2004年03月17日(水)
1078, 「最後の言い分」ー読書日記

図書館で借りてきた「最後の言い分」が面白い。
50人の有名人が語る人生のラストメッセージを、それぞれ短編にまとめてある。
   東京新聞編集局 (編集)
ーレビュー
死ぬ前に言っておきたいことがある! 各界著名人が語った死生観。
どのような臨終を思い描き、どのような野辺の送りを望むのか。
介護、遺言、葬儀、墓、形見…。五十人五十色の生・老・病・死。 『東京新聞』連載を単行本化。
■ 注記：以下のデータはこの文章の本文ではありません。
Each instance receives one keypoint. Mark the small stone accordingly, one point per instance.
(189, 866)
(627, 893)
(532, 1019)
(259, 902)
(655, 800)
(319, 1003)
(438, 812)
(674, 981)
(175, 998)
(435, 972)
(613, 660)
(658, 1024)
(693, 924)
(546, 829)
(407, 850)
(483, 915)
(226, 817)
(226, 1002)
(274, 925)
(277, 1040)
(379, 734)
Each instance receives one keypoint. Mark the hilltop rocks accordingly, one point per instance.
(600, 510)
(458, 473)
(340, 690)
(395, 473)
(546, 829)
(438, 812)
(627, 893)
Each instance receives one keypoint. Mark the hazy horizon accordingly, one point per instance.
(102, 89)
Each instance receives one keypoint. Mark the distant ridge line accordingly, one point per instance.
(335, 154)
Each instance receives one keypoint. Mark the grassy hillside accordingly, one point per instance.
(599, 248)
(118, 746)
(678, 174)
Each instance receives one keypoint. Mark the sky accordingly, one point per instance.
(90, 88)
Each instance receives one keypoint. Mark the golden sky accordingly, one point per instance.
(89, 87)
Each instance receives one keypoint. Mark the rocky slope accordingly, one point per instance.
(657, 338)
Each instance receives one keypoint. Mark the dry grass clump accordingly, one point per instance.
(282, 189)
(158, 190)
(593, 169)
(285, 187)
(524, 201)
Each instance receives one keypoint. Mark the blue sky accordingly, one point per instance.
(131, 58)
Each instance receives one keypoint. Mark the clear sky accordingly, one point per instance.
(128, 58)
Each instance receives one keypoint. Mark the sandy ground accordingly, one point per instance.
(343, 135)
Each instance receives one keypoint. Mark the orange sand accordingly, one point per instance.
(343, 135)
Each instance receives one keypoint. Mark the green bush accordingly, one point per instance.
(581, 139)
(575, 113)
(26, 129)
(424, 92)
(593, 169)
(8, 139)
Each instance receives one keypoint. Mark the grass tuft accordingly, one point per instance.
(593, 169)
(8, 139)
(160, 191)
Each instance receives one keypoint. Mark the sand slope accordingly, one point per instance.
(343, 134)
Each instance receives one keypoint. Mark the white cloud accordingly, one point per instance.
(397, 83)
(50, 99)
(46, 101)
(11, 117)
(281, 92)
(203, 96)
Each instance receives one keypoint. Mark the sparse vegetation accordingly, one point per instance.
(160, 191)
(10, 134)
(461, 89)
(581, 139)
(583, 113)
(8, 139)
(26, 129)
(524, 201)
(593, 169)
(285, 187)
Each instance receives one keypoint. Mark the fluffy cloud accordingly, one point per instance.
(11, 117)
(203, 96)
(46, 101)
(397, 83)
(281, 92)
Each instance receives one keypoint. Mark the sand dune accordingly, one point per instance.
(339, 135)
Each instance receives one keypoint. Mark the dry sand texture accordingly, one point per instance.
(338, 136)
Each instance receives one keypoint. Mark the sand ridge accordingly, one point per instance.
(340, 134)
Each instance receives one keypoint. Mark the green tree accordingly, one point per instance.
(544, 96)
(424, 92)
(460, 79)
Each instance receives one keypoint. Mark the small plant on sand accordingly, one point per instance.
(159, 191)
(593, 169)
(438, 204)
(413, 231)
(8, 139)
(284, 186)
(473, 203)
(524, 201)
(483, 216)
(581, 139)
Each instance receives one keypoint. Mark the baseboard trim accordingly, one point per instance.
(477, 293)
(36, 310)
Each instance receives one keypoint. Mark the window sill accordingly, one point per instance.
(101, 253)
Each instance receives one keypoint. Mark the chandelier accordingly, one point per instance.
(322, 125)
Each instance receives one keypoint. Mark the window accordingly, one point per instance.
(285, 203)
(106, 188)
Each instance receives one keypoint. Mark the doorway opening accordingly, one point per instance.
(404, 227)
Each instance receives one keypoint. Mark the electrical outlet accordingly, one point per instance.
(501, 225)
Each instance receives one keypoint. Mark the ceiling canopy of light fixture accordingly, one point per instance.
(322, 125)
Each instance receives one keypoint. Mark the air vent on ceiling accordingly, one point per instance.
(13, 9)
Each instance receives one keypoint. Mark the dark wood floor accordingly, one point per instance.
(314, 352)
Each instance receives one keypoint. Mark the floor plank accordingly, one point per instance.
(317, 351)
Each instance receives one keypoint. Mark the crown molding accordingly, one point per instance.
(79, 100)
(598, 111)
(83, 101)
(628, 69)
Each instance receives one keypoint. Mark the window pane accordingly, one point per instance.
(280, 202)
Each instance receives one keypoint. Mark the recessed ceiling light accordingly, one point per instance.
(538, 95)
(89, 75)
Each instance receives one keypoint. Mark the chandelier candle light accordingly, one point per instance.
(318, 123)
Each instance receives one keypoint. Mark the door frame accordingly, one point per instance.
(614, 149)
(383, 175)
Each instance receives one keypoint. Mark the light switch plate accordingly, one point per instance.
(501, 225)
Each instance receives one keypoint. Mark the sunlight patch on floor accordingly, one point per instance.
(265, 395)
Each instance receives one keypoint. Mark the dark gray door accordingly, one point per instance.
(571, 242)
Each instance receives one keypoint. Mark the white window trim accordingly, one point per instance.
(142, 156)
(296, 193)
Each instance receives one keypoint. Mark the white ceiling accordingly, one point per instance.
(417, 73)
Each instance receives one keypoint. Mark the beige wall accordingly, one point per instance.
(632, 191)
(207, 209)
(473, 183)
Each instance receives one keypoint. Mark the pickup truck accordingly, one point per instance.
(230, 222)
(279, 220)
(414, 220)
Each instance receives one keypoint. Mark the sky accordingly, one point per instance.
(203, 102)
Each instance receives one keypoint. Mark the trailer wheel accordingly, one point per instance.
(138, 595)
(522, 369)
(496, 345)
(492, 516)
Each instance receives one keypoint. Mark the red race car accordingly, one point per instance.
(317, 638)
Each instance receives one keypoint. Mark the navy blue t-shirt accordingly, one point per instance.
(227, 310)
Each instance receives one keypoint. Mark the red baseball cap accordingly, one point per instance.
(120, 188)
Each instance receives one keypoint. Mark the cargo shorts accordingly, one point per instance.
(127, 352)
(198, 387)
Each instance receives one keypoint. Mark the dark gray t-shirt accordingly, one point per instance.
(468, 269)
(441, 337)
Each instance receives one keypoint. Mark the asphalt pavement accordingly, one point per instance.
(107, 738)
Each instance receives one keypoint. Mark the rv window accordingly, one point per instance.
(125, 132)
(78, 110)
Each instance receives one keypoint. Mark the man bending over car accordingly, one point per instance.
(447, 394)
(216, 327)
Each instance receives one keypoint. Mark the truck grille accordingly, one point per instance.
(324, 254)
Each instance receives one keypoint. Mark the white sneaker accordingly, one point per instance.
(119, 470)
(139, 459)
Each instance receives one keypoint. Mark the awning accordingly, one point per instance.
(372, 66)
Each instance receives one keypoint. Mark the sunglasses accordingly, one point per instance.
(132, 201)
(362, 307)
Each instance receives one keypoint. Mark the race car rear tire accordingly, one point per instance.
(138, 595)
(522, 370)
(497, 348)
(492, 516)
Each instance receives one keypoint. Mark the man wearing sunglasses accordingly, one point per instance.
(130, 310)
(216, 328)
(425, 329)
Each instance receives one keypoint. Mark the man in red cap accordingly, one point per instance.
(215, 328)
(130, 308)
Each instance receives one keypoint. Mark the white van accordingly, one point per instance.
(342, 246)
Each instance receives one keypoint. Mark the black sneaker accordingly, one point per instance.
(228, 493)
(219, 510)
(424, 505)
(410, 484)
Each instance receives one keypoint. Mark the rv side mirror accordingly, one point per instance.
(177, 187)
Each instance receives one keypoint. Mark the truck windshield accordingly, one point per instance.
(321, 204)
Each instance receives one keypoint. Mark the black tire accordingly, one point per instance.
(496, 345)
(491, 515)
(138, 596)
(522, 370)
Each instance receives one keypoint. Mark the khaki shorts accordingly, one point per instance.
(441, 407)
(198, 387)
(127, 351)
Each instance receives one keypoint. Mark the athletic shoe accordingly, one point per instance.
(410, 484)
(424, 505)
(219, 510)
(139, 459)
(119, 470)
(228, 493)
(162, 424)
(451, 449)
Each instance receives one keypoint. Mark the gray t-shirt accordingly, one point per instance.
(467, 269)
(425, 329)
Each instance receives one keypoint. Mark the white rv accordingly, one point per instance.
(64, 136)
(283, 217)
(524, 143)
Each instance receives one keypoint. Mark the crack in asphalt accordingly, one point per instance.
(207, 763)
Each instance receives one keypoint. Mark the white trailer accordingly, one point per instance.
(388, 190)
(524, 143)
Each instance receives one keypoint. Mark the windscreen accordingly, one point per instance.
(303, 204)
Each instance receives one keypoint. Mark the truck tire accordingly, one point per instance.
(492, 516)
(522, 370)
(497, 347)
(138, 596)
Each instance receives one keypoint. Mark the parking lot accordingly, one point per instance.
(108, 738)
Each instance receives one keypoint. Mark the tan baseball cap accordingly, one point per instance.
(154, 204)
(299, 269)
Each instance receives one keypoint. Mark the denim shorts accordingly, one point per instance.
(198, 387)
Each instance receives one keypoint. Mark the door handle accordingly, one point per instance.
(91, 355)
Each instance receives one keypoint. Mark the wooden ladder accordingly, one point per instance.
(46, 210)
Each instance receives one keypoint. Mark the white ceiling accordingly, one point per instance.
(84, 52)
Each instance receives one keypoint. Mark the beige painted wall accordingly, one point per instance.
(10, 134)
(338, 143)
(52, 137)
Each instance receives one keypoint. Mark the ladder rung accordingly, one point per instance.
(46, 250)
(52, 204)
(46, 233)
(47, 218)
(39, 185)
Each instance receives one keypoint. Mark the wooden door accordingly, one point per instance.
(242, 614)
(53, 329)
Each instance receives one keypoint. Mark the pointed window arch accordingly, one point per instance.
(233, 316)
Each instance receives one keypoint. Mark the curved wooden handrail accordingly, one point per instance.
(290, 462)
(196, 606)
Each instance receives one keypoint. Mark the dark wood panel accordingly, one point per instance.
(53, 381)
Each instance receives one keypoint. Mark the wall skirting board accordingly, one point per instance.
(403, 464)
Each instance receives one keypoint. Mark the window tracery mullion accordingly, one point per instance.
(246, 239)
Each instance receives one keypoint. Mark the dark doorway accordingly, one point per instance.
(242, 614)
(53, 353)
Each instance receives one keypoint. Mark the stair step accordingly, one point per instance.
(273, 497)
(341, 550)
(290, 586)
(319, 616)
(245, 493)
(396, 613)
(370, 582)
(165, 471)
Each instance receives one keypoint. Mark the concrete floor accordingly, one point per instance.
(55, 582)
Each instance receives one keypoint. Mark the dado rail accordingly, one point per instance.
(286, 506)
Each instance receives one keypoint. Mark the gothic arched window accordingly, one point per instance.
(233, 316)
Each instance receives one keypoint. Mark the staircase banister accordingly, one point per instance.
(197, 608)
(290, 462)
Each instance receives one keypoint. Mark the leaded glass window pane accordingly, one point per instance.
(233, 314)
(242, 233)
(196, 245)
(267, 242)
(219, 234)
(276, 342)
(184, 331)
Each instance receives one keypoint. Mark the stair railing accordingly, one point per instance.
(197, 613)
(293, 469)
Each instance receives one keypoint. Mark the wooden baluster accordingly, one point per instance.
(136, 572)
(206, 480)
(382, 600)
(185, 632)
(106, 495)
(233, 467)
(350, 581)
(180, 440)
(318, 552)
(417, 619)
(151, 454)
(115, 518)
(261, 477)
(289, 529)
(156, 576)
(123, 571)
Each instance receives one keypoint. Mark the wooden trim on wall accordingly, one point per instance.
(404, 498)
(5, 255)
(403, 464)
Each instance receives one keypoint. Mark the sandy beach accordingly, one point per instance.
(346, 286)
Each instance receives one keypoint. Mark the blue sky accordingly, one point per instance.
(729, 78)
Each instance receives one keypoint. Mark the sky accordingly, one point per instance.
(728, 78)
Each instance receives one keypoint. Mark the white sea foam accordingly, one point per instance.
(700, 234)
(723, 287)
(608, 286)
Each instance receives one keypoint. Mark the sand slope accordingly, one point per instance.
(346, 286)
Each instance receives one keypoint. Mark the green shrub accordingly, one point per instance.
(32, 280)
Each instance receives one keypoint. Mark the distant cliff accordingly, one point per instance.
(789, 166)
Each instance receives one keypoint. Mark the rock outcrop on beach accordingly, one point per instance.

ー以上がインターネットで調べた内容であるが、簡易な文章の中に、深い内容がアチコチ見られた。
その幾つかを書きうつしてみる。

永六輔が、生々しい深い悲しみが直に伝わってくる。
ー「看取るのは感動的でした。ホントウに。こんな感動的なら、看取られたいと
思うくらい」1991年に父、99年に母、そして2002年に妻・晶子さんを見送った。
戒名、遺影、法名、棺はダンボールでいいと言い残した住職の父。
感謝の言葉をつづった遺言と、自ら縫った死に装束を用意した母。

余命3ヶ月と悟った妻は、死にまつわる要望を家族に伝えた。
家族に見守られる中、自宅のソファーで、安らかに息を引き取った。
「母の死の見事さに、ボクよりも女房のほうが感動したのですね。
母のように死にたいって。母とは状況は違いますけど、本人の思い通りに亡くなって。
看取り方は百点満点もらっても良いと思いますよ。

父を亡くしたときは『寂しい』、母を亡くしたときは『つらい』、
女房を亡くしたときは『虚しい』。寂しいのもつらいのも、我慢すればなんとかなる。
虚しい時の対処のしかたはちょっと・・。何をもってすれば、虚しさを埋められるか。
まだわかってないですね。習慣だった旅先の電話は、死後一年でやめましたけれど、はがきは今も
出しています。女房あてに、はがきを書いて、ポストに出し、週末、自宅に帰った僕が受け取る。
無駄のように見えますが、はがきはやめないと思いますよ。面白いから」

加藤登紀子永六輔の反対に近い。それぞれの立場があるものだ。
ー「コンサートでも、最後の一曲を何にするかは何よりも大事なプログラム。
お葬式は人生最後のアンコールみたいなものだわね。だからちゃんとやってほしいし、
いいお葬式でしたねって言われるものにって思いはあります」

「畳の上で娘や夫に看取られたいなんて、全然思いませんね。父が急死
したとき、ボキッと折れた人生もいいなと思ったんです。
ギザギザが出ているから、残された人はほうって置けないでしょう。
どうしてもその上をつながなくちゃならないから、現実を受け止めざるをえない。
完結しすぎない父の逝きかたを見て、上手くいったわねと思いましたよ」

佐高信も彼らしい内容である。
ー「死というものを、あまり大げさに考えたくない。淡々と、日常と同じ歩幅で
歩いて死んでいきたい。野垂れ死ぬより野垂れ生きるちゅう。
死を美化するのは、非常時の思想だと思う。」

「白蓮に純白という陰あり」という、この句が好きでね。結構、白が好きなんです。
白蓮の時期だったら、棺に入れてもらいますか。
行き先は善人たちのいる天国は避けて、魯迅の『天国には行きたくない。なぜなら
聖人君子と付き合いたくないからだ』っていうのがいいね。」

 ーー
この随想日記に「私の遺言」「死について」を書いてきた。
ラストメッセージにはチト早い気がしたが、死は直視し続けると逆に生がみえてくる。
私の場合、父が亡くなった時は喪失感、母が亡くなった時は自立感であった。
ただ、寂しさは無かった。二人とも自分の中でしっかり生きていたからだ。
母は今でも月に数回夢にリアルに出てくる。
二人から学んだことは、死ぬのは生きることと同様、そう簡単なことでないことだ。
「最後の言い分」も生きている内の戯言でしかない。
でも、戯言が死んだ後のシミにもなる。  残すか残さないかはその人しだいである。